At least good to know that intel x86 clients are working now as expected :)

grke commented 8 years ago

I am not sure yet whether it is the i386s or the pis that are working correctly!

githubcdr commented 8 years ago

A restore does restore the file correctly, so it's purely the verify operation in burp that fails atm.

grke commented 8 years ago

I made a push today, and I think it solves all the problems that I know about. To benefit, you need to upgrade servers and clients, and delete any existing protocol2 backups. The last problem to fix was a signed-ness problem in the calculation of rabin fingerprints. You would only see it backing up from a pi to intel, or vice versa.

Also, the server side now checks incoming blocks for rabin fingerprints and checksums, which is long overdue.

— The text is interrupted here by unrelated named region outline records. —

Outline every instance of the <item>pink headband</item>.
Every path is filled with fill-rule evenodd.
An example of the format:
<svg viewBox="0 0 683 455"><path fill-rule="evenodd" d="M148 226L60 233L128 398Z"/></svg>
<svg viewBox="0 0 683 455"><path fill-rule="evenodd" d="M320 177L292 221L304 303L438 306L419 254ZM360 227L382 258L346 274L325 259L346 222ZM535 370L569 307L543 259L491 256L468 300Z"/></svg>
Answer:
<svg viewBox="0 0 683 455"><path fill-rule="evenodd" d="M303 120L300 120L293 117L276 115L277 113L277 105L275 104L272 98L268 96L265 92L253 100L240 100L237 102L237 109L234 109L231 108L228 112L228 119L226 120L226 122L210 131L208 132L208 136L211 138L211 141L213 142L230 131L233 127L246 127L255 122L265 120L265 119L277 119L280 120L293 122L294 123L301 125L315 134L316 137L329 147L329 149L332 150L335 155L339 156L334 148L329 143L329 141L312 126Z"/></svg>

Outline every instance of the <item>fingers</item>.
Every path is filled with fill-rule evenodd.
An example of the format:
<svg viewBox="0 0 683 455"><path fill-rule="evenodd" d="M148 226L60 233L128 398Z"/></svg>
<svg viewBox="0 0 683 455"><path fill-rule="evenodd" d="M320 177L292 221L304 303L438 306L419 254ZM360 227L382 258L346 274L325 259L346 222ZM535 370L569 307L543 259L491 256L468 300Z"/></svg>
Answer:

This means that the server will not save blocks where it disagrees with the fingerprints/checksums that a client gave it.

I will leave this issue open until you can confirm that it is working OK.

githubcdr commented 8 years ago

sounds really good, thanks and I will let you know, are we prod ready after this? :)

githubcdr commented 8 years ago

All looks good on raspberry and other clients, will test some more this weekend

grke commented 8 years ago

Hello,

I still say not production ready. As you noticed, these bugs required changing algorithms which meant that previous backups need to be wiped out. I want to keep the flexibility of being able to do that for a while longer. Also, I only just started using it myself with more than one client. I would like to be able run it for an extended period of time without finding problems.

I am closing this issue now. Just open new ones for anything else you find. Thanks for the reports and hints.